We had traveled just over 660 nautical miles, a near 2 days journey when we reached our new destination of this amazing assignment. Because you see, in spite of some hair-raising predicaments which I had found myself in so far, I was really being amazed.
And now, to carry on about my last stop in Việt Nam, which of course at the time, I didn’t know this would be as such.
So, in the Khánh Hòa Province of Việt Nam, Vinh Cam Ranh (the Vietnamese way to say Cam Ranh Bay) is beautifully situated on the southeastern coast. And if I were to grab a jeep and drive north east out of Sài Gòn, I’d travel about 180 miles.
You know I gotta tell ya, I really was amazed when I learned of this extraordinary deep-water bay. What makes it such a special place is that its waters are well, very deep as they are met, immediately off the coast.
And then there’s the way it’s located at this particular inlet off the South China Sea; it seems to bring year-round protection from a temperamental ocean for anchored ships in the bay.
Notwithstanding there’s some protection assistance in that area from the peninsula jutting out from the northeast at the bay’s forefront as well. And it was here we temporarily became part of the impressively expansive U.S. Naval sea and air base. I’m pretty sure all of our Forces, some allied too I think, utilized the area.
By now there was one thing I became accustomed to and that was listening for the sound of the heavy cable lowering anchor; that way I knew we’d arrived at our new home for however long -which at this point really seemed irrelevant- it would be.
Officially parked and dinner was served.
Early in the next morning I began feeling very, very sick; gut-wrenching stomach cramps and oh I just knew I wouldn’t be able to do the breakfast shift, to say the least.
My co-worker/roommate Dan, quickly called upon our CS Phil, and he rushed to our room. Taking only a couple of moments to look me over, he radioed the Captain.
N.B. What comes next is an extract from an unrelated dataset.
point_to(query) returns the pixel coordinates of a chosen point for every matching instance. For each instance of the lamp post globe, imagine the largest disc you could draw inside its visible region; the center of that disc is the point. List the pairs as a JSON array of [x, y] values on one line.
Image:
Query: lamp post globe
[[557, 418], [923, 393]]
Shortly thereafter, Skipper arrived at my bedside.
He took his turn at looking me over, “Oh you don’t look so hot my friend,” he said with a slight grin, then added, “I’m gonna send you out for repairs!” And with that he nodded to Phil who clearly knew what that meant.
I was too busy clenching my fists and grinding my teeth to be laughing and carrying on with Skipper’s sense of serious humor as he left my room, “Now who’s gonna fix my breakfast just right and make my coffee?” he said to no one.
Phil called the radio operator and it was all arranged before I even knew what was coming; the Air Force Hospital had been notified of my arrival. Within I’d say no more than half an hour, I was blanketed and strapped into a basket.
I was alert enough to notice the cable (as in the only thing between my pathetic self and the chopper) only raised slightly up into the Huey and oh my goodness, if I wasn’t so distraught in pain, I quite possibly would’ve declined the ‘lift’ -no pun intended.
And there I was, dangling precariously (to me most certainly) in the sky, riding a freewind, airlifted to a waiting ambulance at the shore and they took me to the Air Force Hospital up on the hill. And while quite simple a process this was in the eye of a professional, for me, all I can say is, what a ride, short and not so bad after all!
After I’d been loaded into the ambulance, I remember looking out of windows on both sides. More than anything in all the surroundings, I took notice of the ever so many jeeps. For whatever reason, this picture burned its image in my mind.
When I arrived at the hospital, staff was waiting to take me in immediately. Ha, ha! star treatment must’ve been on the Skip’s good word? Admitted immediately, no time was wasted sticking me with needles and drawing my blood. Oh if I could only call Diana!
I was on an unplanned, mandatory mini-vacation of sorts …well it’s what I told myself anyway. For whatever reason it took nearly 2 days to determine what was my ailment.
And that, of all things, was food poisoning. Rather interesting I thought as I hadn’t eaten for several hours before the pain began.
Oh yes and I just want to add one more thing to this segment. I remember at 5a each morning, if one is well enough (and able of course) to sit up, you sat up!
A Colonel, possibly a General or the Base Commander would stop in to see the patients; a morale boost I’m thinking.
And on the 3rd day I was well enough to surrender my mini vacation. The hospital discharged me and I was promptly returned to my ship. Well, for nothing else, a good rest was had and there were no more Huey rides.